Um dos poucos animais nativos da Antártica está seriamente ameaçado pelo aquecimento global antropogênico
Em um estudo publicado em 2022 no periódico Functional Ecology (Ref.1), pesquisadores alertaram que o maior animal terrestre nativo da Antártica - e uma das únicas duas espécies conhecidas de insetos ainda vivos endêmicos do território Antártico - pode acabar sendo extinto em um futuro próximo devido ao processo de aquecimento global antropogênico.
A espécie em questão, Belgica antarctica, é um pequeno mosquito (ordem Diptera) com 2-6 milímetros de comprimento e que passa a maior parte do seu ciclo de vida como uma larva (quase 2 anos) - adultos sobrevivem por apenas 1-2 semanas após a emergência do verão. Muito bem adaptados às temperaturas extremamente baixas da Antártica (!), esse inseto possui um curioso mecanismo de proteção contra o frio extremo e persistente: deixa o corpo simplesmente congelar. Para prevenir danos de cristais de água se expandindo no interior dos tecidos e células, as larvas ao longo do inverno Antártico perdem até 70% dos fluídos corporais, passando cerca de 6 meses congeladas em um estado suspenso de vida chamado de diapausa. Na diapausa, as larvas não comem, não se movem e quase não fazem nada, mas conseguem sobreviver a temperaturas tão baixas quanto 20°C negativos. A grande resistência à desidratação também ajuda as larvas a suportarem o ar extremamente seco e a escassez de água líquida no ambiente Antártico (adultos são menos tolerantes à desidratação: no máximo, 32-34% de perda de água corporal).

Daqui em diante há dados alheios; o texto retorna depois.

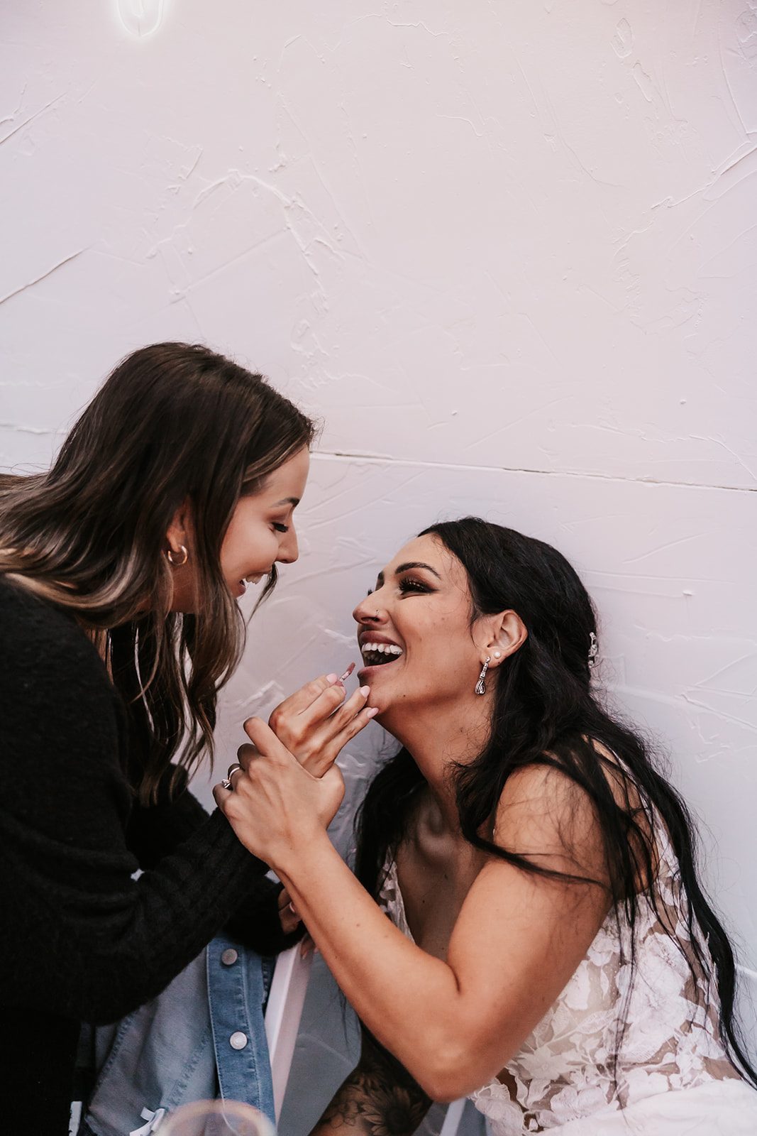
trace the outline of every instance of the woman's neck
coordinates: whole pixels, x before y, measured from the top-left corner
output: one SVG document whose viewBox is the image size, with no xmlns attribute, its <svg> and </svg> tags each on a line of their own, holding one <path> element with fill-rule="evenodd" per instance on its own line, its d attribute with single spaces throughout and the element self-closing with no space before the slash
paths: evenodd
<svg viewBox="0 0 757 1136">
<path fill-rule="evenodd" d="M 444 825 L 449 832 L 459 832 L 452 775 L 457 766 L 473 761 L 486 745 L 490 729 L 489 699 L 477 699 L 472 705 L 469 702 L 464 707 L 435 707 L 429 715 L 407 713 L 403 708 L 402 715 L 382 715 L 380 720 L 412 754 Z"/>
</svg>

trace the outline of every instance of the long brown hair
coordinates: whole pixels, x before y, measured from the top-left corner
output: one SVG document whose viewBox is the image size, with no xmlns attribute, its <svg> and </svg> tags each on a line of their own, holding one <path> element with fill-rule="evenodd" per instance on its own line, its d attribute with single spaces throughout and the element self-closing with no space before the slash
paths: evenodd
<svg viewBox="0 0 757 1136">
<path fill-rule="evenodd" d="M 224 535 L 239 498 L 313 435 L 261 375 L 205 346 L 155 343 L 116 367 L 48 473 L 0 478 L 0 575 L 99 641 L 134 722 L 129 777 L 144 801 L 171 757 L 191 770 L 212 754 L 245 632 Z M 179 615 L 166 532 L 187 500 L 197 607 Z M 275 583 L 274 568 L 263 595 Z"/>
</svg>

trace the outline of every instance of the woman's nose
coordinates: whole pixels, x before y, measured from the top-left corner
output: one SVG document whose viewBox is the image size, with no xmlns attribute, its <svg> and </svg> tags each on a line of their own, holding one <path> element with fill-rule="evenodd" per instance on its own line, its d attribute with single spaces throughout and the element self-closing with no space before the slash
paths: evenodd
<svg viewBox="0 0 757 1136">
<path fill-rule="evenodd" d="M 278 546 L 277 560 L 283 565 L 293 565 L 294 561 L 300 556 L 300 545 L 297 544 L 297 534 L 295 532 L 294 525 L 289 525 L 289 532 L 286 533 L 284 540 Z"/>
<path fill-rule="evenodd" d="M 364 600 L 361 600 L 352 613 L 356 624 L 367 624 L 369 620 L 379 619 L 379 608 L 376 600 L 376 592 L 371 592 Z"/>
</svg>

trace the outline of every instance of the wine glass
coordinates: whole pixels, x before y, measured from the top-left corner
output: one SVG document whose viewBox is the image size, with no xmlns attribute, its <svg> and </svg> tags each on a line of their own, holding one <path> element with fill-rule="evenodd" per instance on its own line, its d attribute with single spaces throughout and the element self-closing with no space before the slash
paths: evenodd
<svg viewBox="0 0 757 1136">
<path fill-rule="evenodd" d="M 160 1136 L 275 1136 L 275 1131 L 268 1117 L 251 1104 L 193 1101 L 166 1117 Z"/>
</svg>

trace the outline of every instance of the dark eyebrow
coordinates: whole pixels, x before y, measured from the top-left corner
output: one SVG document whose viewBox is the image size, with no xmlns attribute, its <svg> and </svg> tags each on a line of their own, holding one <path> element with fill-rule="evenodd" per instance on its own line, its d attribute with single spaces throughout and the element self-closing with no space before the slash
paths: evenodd
<svg viewBox="0 0 757 1136">
<path fill-rule="evenodd" d="M 437 579 L 441 579 L 436 568 L 431 568 L 430 565 L 424 565 L 420 560 L 409 560 L 405 565 L 398 565 L 394 574 L 398 576 L 401 571 L 411 571 L 413 568 L 423 568 L 426 571 L 430 571 L 432 576 L 436 576 Z"/>
</svg>

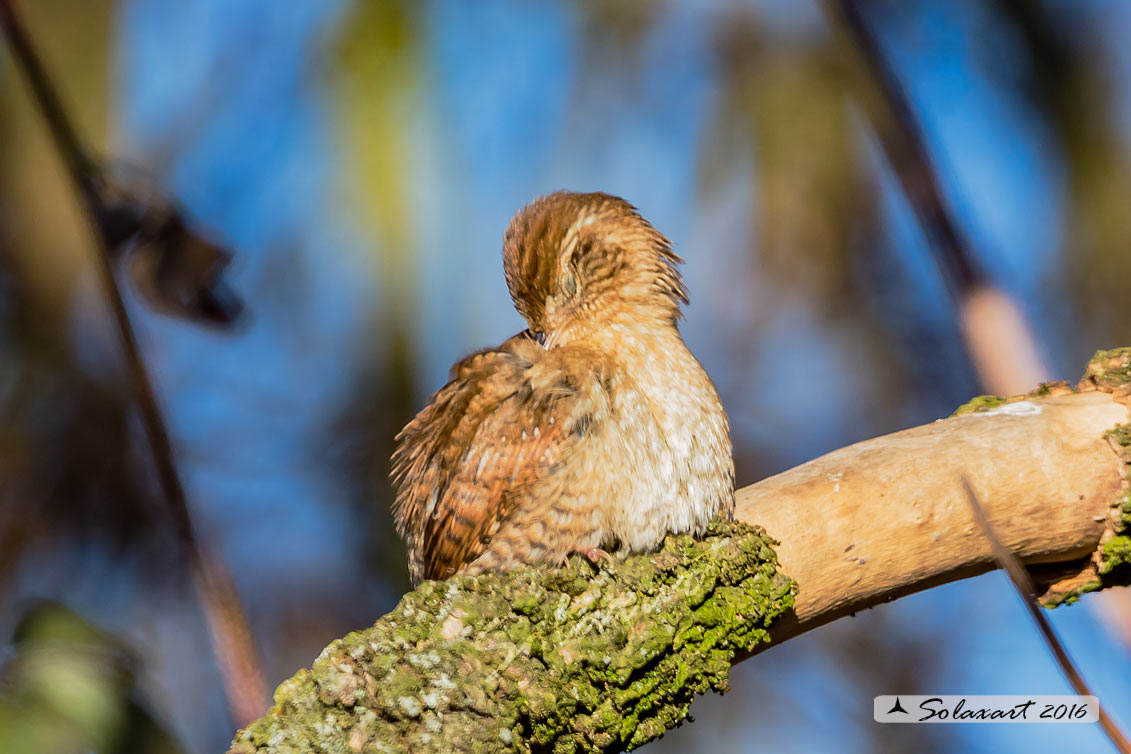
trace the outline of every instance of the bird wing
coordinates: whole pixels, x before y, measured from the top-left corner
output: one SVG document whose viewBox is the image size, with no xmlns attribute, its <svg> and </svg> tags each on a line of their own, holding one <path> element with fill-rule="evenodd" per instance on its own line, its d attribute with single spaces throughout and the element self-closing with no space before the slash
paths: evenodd
<svg viewBox="0 0 1131 754">
<path fill-rule="evenodd" d="M 452 367 L 397 435 L 394 517 L 414 581 L 446 579 L 483 554 L 588 428 L 589 391 L 566 362 L 519 333 Z"/>
</svg>

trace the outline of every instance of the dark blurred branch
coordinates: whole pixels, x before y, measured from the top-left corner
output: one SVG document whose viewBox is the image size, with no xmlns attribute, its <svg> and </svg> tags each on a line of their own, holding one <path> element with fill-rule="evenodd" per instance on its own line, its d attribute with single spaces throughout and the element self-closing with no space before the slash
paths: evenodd
<svg viewBox="0 0 1131 754">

Em experimentos realizados em laboratório, pesquisadores mostraram no novo estudo que um aumento realístico de 2°C nas temperaturas de inverno no microhabitat do B. antarctica reduziu de forma robusta a sobrevivência desse inseto e levou a perdas de energia armazenada no corpo. Corroborando estudos prévios, isso reforça que esses insetos extremófilos não apenas resistem ao frio intenso, como também dependem do frio intenso para sobreviverem.
Quiescência e Diapausa Obrigatória
O habitat do B. antartica é coberto por gelo e neve durante longos invernos (6-9 meses), e as larvas desse mosquito atravessam esse período a temperaturas muito baixas variando de 2°C negativos até 10°C negativos. Pupas e adultos emergem ao mesmo tempo, de forma sincrônica e pouco após o derretimento da neve. Fêmeas adultas depositam ovos imediatamente após o acasalamento.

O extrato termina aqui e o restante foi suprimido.